Morphometric analysis of renal nerves. Measurements were related both to the entire area of the peri‐adventitial tissue and to 2 concentric rings that were located within 0.5 mm (called the “internal area”) and between 0.5 and 1 mm (defined as the “intermediate area”) from the beginning of adventitia (A, ×2). B, A higher magnification of (A) (×10).

Statistical Analysis

Data were analyzed using the SPSS 16.0 (Statistical Package for the Social Sciences, SPSI Inc. Chicago, IL) software. The Shapiro–Wilk test was used to statistically assess the normal distribution of the data. Continuous variables with normal distribution were expressed as the mean±SE, while those with skewed distribution as median and range.

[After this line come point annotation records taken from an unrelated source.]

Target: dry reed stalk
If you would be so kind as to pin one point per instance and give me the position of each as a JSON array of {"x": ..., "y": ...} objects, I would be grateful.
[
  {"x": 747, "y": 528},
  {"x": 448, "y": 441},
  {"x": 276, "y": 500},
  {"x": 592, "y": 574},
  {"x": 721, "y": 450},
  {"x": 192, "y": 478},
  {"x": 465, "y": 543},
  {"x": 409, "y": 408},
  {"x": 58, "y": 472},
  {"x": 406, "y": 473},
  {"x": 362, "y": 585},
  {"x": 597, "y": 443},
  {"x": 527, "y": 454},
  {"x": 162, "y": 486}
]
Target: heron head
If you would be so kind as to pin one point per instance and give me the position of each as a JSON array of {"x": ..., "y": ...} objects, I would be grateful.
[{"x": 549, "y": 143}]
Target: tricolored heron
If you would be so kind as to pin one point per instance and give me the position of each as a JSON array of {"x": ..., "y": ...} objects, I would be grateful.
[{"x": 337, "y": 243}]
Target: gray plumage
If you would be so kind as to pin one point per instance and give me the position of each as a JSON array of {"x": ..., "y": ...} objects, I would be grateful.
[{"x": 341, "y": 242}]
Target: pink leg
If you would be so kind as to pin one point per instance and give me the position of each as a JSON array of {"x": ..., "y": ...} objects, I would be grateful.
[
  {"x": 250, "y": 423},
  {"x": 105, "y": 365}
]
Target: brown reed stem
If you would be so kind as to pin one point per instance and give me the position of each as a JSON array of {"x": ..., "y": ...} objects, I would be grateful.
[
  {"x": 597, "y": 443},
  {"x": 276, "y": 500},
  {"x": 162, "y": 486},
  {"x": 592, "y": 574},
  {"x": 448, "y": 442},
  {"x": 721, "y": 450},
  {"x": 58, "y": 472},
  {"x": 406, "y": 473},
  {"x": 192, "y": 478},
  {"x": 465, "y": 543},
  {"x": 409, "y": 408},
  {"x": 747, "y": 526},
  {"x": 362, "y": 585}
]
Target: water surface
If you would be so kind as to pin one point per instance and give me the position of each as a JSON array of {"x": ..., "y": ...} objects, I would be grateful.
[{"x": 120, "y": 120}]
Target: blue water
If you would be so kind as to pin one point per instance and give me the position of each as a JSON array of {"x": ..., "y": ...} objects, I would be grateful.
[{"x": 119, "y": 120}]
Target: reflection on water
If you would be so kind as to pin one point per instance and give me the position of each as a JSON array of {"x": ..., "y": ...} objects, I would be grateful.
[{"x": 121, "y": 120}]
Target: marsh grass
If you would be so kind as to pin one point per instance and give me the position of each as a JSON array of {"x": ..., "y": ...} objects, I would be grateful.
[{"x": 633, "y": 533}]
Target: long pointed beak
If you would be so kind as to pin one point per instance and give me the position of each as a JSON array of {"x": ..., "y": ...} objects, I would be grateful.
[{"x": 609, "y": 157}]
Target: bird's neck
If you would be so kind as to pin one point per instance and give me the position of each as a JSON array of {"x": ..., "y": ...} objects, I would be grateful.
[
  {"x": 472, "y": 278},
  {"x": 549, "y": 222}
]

Data corresponding to the left and right renal arteries and those regarding internal area versus intermediate and external area, respectively, of adventitia were analyzed using the Wilcoxon ranks test for matched comparison. Because in our autopsy cases no significant differences were observed between the right and the left renal artery, for the further statistical analyses 1 artery per individual (by averaging the values of the left and right artery) was considered.

Differences between subjects undergoing dialysis and the control group were analyzed using the Mann–Whitney and Wilcoxon test for comparison of independent samples. The same test was used to correlate density and size of nerves with gender.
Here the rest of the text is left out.